Bryce Canyon National Park

Lo stupore che colse J.W. Humphery, nel lontano 1915, alla prima vista del Bryce Amphiteater, è assolutamente lo stesso che ancora oggi si rivela sui volti dei turisti attratti da questo angolo nel sud-ovest dello Utah.

Acqua, vento e ghiaccio hanno lavorato duramente nel corso degli anni per modellare le guglie ricche di calcare e arenaria – alcune delle quali alte quasi 30 metri – frutto dell’erosione di rocce sedimentarie fluviali e lacustri. I pinnacoli, conosciuti come hoodoos, distribuiti senza soluzione di continuità su una superficie di quasi 145 km quadrati, danno vita a un vero e proprio anfiteatro, le cui prospettive sono apprezzabili da diversi punti d’osservazione, comodamente raggiungibili grazie alla strada asfaltata che costeggia il parco.

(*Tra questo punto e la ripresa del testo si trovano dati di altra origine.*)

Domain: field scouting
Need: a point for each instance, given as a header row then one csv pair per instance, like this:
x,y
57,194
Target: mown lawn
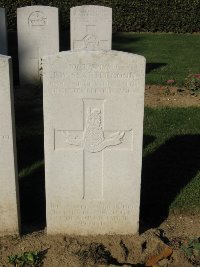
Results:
x,y
171,162
169,56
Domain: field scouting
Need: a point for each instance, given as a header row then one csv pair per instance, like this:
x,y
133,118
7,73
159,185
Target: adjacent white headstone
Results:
x,y
38,36
91,27
3,32
9,199
93,127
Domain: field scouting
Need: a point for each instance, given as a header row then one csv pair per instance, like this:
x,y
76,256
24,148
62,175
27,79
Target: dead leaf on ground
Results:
x,y
152,261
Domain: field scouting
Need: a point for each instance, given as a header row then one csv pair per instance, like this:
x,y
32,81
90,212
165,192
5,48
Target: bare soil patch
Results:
x,y
159,247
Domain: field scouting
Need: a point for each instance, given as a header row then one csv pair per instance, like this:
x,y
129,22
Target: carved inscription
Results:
x,y
100,214
92,79
37,19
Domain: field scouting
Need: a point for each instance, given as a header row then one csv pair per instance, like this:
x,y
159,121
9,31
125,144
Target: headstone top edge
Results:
x,y
36,6
96,52
90,6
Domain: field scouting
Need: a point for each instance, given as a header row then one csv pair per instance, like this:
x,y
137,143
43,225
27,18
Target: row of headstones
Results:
x,y
38,35
93,124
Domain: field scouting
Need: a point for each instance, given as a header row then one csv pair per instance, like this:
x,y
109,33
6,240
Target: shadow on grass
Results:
x,y
165,172
147,140
30,154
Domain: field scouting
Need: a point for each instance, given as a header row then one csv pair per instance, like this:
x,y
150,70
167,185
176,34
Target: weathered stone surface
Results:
x,y
93,127
91,27
38,36
9,199
3,32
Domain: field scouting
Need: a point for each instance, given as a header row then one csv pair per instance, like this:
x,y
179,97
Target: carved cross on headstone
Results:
x,y
93,139
90,40
38,61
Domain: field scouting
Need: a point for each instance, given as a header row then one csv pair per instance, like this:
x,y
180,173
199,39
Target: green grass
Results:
x,y
169,56
171,162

Quando visitare Bryce Canyon National Park

Il parco nazionale di Bryce Canyon è sempre aperto. Solo le avverse condizioni metereologiche possono porre dei limiti: sviluppandosi tra i 2.400 e i 2.700 metri sul livello del mare, l’area è soggetta d’inverno a sensibili escursioni termiche durante il corso dell’anno.

Il periodo suggerito per visitare il parco è tra la primavera e l’estate, quando le giornate non sono mai troppo calde e le serate sono miti. I viaggiatori invernali più fortunati, tuttavia, potranno godere della vista innevata dell’anfiteatro, tra i panorami in assoluto più seducenti di tutta la West Coast.

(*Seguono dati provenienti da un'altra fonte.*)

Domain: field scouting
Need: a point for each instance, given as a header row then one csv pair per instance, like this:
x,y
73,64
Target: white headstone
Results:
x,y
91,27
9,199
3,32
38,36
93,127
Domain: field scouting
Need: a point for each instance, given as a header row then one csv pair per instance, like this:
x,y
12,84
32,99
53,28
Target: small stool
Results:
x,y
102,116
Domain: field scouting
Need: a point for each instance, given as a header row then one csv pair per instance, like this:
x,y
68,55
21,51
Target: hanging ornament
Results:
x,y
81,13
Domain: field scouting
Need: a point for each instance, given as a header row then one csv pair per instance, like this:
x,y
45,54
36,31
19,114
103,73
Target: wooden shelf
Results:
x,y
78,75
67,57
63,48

Come visitare Bryce Canyon National Park

Esplorare il parco è molto semplice: oltre all’immancabile Shuttle Bus gratuito (orari e info sulle frequenze disponibili presso il Visitor Center), i viaggiatori possono raggiungere i diversi overlook comodamente con la propria auto, percorrendo la UT63, che collega Bryce Canyon City al lontano Rainbow Point, punto panoramico eccezionale da cui ammirare il grandioso paesaggio.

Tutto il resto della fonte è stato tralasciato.